Aux États-Unis, cette saison des primaires républicaines se déroule, comme prévu, sans gros suspense. Le grand favori Donald Trump, qui rêve de reconquérir la Maison Blanche, a déjà remporté facilement les premiers rendez-vous de l'Iowa et du New Hampshire. Celui qui était présenté comme son plus grand rival, le gouverneur de Floride, Ron DeSantis, a abandonné juste après les caucus de l'Iowa. Il ne reste que l'ancienne ambassadrice à l'ONU Nikki Haley pour tenter de lui barrer la route vers l'investiture.

Mais la tâche s'annonce difficile pour elle, voire impossible. Certes, Nikki Haley a réalisé un score honorable le 23 janvier dans le New Hampshire, en récoltant 43,3 % des voix contre 54,3 % pour Donald Trump. Elle a donc décidé de rester dans la course pour les prochaines étapes, le Nevada le 6 février et surtout la Caroline du Sud, son fief, le 24 février. Mais il est peu probable qu'elle déjoue les sondages au point de ravir la couronne à l'ancien président américain, toujours adulé par sa base.

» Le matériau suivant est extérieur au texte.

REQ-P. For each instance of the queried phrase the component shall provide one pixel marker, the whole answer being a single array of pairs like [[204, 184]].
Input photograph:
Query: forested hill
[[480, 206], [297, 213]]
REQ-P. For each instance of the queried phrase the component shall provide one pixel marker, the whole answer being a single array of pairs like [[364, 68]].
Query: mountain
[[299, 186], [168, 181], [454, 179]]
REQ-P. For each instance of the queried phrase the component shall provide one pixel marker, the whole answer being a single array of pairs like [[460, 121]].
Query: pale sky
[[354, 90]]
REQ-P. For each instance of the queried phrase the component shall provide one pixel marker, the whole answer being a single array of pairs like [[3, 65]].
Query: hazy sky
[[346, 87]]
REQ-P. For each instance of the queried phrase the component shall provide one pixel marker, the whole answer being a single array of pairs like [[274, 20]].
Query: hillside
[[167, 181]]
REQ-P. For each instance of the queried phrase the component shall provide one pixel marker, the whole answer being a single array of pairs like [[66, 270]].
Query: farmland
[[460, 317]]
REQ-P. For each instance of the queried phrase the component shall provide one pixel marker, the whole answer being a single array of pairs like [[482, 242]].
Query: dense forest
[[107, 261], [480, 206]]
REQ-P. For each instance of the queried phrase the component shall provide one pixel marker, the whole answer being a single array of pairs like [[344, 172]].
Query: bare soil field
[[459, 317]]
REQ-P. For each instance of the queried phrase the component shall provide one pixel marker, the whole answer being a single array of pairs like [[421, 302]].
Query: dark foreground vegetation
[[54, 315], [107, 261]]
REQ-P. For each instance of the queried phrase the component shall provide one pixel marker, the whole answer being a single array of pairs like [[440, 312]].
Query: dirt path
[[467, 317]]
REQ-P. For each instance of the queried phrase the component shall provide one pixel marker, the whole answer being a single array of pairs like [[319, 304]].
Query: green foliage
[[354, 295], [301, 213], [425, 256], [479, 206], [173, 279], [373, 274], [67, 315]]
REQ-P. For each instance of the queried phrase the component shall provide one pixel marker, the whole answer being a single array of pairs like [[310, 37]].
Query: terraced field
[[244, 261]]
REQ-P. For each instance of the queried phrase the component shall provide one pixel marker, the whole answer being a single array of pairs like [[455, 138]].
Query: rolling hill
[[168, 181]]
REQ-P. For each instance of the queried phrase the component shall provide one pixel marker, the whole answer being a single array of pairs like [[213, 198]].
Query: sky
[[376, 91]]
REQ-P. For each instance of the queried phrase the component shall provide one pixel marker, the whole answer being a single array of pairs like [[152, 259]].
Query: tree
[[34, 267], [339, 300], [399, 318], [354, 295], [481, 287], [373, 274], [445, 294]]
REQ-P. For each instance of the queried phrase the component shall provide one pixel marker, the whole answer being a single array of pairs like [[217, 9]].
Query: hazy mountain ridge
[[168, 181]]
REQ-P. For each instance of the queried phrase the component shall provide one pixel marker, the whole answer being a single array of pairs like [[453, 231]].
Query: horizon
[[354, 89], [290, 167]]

Les bons résultats de Nikki Haley dans le New Hampshire s'expliquent notamment par la particularité de cet État : il dispose d'un bloc très robuste d'électeurs indépendants, peu adeptes de la mouvance MAGA (Make America Great Again, le cri de ralliement des trumpistes). Le profil plus modéré de Nikki Haley a donc su séduire cet électorat. Or il s'agit moins d'un bon augure pour la suite de la carrière politique de cette dernière que d'un avertissement pour Donald Trump. Car ce groupe d’électeurs reflète l'humeur des États indécis (Pennsylvanie, Géorgie, Arizona, etc.) qui joueront un rôle-clé lors de la présidentielle de novembre.

Désamour

Les chiffres rapportés par le New York Times sont éloquents. Dans le New Hampshire, 44 % des électeurs des primaires républicaines sont indépendants. Nikki Haley a empoché le vote de 58 % d'entre eux. Selon les sondages de sortie des urnes, quatre électeurs de Nikki Haley sur dix ont expliqué que leur vote était surtout motivé par leur hostilité envers Donald Trump. Plus de 90 % d'entre eux ont dit qu'ils seraient déçus s'il remportait la nomination du Parti républicain.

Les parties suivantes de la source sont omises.